Zenoh Performance

Hello ROSers,

We get often asked about relative performances of Zenoh when compared to other technologies. The good news, is that a team of researcher from the National Taiwan University (NTU) has contributed a blog that compares the performances of Zenoh with MQTT, Kafka and DDS.

The performance evaluation shows that zenoh has best overall performances with a peak throughput of 67Gbps and latency as low as 5usec.

… and if I may I’d add, the simplest code to write too, especially when using the Rust API :wink:

Enjoy reading.

– kydos

8 Likes

It might be useful to provide a short summary here if possible! Really nice benchmark, thanks for sharing!
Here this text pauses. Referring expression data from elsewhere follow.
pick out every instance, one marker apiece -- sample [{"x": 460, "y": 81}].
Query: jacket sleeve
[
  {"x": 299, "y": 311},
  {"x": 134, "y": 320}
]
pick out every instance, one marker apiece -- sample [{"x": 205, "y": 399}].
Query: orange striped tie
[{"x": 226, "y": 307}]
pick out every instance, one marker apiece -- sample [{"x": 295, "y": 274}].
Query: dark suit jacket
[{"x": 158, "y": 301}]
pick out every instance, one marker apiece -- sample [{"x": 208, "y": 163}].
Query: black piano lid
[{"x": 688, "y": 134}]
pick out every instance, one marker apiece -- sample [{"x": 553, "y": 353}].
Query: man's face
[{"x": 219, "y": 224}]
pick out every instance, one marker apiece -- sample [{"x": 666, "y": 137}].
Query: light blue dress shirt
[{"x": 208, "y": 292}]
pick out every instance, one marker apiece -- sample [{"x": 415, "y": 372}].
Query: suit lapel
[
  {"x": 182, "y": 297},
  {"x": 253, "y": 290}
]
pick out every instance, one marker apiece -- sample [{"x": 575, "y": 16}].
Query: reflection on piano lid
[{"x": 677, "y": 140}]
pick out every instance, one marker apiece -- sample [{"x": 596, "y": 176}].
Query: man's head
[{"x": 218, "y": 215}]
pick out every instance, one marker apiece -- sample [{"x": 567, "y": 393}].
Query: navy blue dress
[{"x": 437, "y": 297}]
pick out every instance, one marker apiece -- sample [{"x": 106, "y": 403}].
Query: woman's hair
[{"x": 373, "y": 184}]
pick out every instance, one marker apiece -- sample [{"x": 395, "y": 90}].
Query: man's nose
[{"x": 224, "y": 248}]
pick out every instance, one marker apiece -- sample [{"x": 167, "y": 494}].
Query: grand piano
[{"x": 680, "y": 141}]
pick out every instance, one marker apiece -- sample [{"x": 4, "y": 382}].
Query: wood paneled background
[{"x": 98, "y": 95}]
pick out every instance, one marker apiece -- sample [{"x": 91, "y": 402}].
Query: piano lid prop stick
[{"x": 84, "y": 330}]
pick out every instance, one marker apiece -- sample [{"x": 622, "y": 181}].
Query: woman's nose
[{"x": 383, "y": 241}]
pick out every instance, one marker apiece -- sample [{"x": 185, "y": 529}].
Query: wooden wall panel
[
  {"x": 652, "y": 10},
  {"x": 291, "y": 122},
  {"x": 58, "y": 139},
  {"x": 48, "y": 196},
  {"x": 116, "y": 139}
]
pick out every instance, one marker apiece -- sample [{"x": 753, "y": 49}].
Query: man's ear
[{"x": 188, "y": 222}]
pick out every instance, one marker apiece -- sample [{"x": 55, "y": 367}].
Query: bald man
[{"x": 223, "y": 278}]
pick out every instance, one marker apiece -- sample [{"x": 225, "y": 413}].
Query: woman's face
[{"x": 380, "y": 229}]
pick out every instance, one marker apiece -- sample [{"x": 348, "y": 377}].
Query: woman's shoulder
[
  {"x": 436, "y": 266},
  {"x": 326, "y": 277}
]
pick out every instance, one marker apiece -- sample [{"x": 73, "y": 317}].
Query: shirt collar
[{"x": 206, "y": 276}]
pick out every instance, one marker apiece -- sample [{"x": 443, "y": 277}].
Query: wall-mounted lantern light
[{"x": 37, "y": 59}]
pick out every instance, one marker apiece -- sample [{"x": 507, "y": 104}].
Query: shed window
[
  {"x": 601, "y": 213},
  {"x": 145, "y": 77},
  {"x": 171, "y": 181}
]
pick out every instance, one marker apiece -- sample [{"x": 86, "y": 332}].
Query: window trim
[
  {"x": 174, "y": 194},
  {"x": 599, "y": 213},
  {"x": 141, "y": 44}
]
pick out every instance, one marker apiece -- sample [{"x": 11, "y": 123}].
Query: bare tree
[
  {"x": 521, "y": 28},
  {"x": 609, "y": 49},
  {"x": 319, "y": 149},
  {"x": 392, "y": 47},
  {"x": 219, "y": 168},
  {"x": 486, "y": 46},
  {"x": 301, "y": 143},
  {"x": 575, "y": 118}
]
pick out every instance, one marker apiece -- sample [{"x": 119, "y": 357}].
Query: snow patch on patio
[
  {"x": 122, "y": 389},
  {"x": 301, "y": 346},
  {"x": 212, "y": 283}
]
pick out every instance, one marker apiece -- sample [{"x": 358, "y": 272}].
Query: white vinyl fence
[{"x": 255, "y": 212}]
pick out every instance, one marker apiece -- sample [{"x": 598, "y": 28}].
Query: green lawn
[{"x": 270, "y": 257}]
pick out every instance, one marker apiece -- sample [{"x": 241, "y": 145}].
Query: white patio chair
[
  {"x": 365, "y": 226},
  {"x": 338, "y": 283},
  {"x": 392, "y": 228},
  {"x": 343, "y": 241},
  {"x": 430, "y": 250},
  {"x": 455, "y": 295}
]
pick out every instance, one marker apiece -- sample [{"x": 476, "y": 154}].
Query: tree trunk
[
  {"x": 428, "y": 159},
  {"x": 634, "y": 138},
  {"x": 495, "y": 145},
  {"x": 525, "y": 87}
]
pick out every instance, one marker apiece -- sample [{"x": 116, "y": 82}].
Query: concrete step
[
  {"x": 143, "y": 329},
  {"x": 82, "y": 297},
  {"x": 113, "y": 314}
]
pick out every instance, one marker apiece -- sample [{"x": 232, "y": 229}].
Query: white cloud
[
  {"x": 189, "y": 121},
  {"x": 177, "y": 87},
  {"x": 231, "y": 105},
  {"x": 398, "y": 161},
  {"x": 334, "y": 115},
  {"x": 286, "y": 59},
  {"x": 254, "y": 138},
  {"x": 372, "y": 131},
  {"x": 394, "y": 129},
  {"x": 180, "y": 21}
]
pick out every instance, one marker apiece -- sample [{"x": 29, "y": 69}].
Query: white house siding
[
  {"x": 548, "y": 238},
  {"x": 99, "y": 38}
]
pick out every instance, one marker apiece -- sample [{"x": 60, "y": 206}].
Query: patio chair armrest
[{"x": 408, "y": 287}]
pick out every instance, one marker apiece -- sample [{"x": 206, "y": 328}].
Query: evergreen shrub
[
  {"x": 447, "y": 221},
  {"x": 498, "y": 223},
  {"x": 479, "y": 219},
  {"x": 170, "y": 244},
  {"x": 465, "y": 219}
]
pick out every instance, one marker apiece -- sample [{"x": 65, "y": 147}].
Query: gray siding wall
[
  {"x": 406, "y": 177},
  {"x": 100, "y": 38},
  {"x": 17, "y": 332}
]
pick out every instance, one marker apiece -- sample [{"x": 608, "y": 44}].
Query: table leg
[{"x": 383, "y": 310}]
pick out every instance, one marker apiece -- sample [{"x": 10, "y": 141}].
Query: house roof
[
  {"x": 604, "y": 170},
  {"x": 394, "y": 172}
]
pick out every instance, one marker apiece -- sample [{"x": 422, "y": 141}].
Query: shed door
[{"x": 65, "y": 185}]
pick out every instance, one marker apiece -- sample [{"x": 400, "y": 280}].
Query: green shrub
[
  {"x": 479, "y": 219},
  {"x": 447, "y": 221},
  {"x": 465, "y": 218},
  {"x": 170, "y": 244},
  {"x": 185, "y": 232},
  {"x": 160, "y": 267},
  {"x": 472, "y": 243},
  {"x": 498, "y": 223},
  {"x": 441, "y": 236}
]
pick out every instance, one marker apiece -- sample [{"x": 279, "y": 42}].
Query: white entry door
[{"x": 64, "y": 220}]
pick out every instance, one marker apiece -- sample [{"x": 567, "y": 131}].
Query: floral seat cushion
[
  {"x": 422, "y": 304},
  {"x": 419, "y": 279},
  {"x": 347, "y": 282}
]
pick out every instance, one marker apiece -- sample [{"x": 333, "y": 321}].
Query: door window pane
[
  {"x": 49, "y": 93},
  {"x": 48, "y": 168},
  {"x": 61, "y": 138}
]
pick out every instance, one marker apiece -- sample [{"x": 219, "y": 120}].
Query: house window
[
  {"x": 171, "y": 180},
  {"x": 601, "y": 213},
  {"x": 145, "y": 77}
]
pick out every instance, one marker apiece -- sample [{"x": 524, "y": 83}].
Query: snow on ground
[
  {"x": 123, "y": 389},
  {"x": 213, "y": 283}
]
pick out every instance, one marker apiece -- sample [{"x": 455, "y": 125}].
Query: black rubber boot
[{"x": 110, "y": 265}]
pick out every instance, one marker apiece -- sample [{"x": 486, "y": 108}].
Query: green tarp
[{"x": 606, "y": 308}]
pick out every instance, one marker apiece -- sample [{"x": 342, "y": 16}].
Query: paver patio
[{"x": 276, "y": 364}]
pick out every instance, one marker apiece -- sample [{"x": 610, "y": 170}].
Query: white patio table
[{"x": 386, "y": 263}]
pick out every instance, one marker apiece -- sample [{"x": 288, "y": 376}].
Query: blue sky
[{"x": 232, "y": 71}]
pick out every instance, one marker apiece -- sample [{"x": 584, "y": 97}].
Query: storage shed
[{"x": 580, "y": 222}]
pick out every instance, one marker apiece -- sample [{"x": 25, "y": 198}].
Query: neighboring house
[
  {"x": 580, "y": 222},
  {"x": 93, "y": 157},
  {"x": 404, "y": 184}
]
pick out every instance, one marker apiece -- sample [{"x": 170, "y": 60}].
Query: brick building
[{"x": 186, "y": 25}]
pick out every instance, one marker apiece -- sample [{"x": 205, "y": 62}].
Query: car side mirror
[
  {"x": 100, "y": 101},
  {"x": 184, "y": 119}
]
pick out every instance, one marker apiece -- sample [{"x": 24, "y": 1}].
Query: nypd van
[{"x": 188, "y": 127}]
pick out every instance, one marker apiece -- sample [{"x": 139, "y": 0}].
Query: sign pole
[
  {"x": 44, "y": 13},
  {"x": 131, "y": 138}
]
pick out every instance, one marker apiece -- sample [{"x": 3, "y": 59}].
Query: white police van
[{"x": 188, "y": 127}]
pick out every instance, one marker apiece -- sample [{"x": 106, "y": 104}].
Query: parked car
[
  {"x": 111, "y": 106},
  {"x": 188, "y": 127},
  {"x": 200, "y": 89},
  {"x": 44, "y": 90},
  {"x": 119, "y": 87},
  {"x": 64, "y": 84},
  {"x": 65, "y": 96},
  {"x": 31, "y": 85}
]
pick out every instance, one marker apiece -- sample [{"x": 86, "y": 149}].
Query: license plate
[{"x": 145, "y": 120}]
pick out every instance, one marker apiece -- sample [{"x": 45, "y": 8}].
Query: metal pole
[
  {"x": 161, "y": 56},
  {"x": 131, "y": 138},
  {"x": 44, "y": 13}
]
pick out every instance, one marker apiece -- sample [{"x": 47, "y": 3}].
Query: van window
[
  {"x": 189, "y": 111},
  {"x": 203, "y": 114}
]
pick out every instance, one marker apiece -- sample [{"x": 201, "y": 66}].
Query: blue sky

As for me the tests looks a bit unfair.
Authors used QoS reliability settings RELIABLE for DDS.
It will give a big penalty in throughput tests. Since if one message will be lost, DDS will try to send it over and over and throughput will degrade. Usually for max throughput tests uses best effort settings for QoS reliability.

Overall DDS on par or very close with Zenoh on graphs. And even doing better in latency tests.

Also in tests was considered only data transmission over the network i.e. Ethernet interface.
But how about tests when nodes on the same ECU?
CycloneDDS has pretty good integration with iceoryx for shared memory transport.
It would nice to see comparison for transferring data on the same ECU as well.

1 Like

Curious if the QOS for Zenoh was similar as it also has a reliable flag. If it has the same “flags” as DDS then I think the test is perfectly fair.

Also there is no reason you cannot also run Zenoh over IceOryx.

2 Likes

Agreed. Its not about what the most optimal metrics are possible from it, but what you would largely be using in your practical system. While I have some communication topics over Best Effort, the vast majority are Reliable, so I care about that most. I think that’s actually a more useful comparison.

I don’t like disingenuous comparisons that are designed to show things in only their most optimal lights but aren’t the most frequent mode of operation for robotics.

Edit: Nav2 and mobile robotics centric. Can’t speak to every application in robotics, but there’s alot of data we need to have reliably more than “as easy”.

1 Like

@smac There are subtle difference between the vast majority topics and most “heavy” topics which are dominate in in total data throughput.
It practice for camera images and point clouds usually uses best effort QoS settings for the sake of low latency and maximum throughput.

From algorithm and decision making nodes perspective it will be more beneficial to drop one camera image rather then delay whole computer vision pipeline waiting while lost image will be re-transmitted. Or even worse re-transmission of camera images will cause messages lost and bigger delays on other more important topics with reliable QoS settings due to the limited throughput and bandwidth capability.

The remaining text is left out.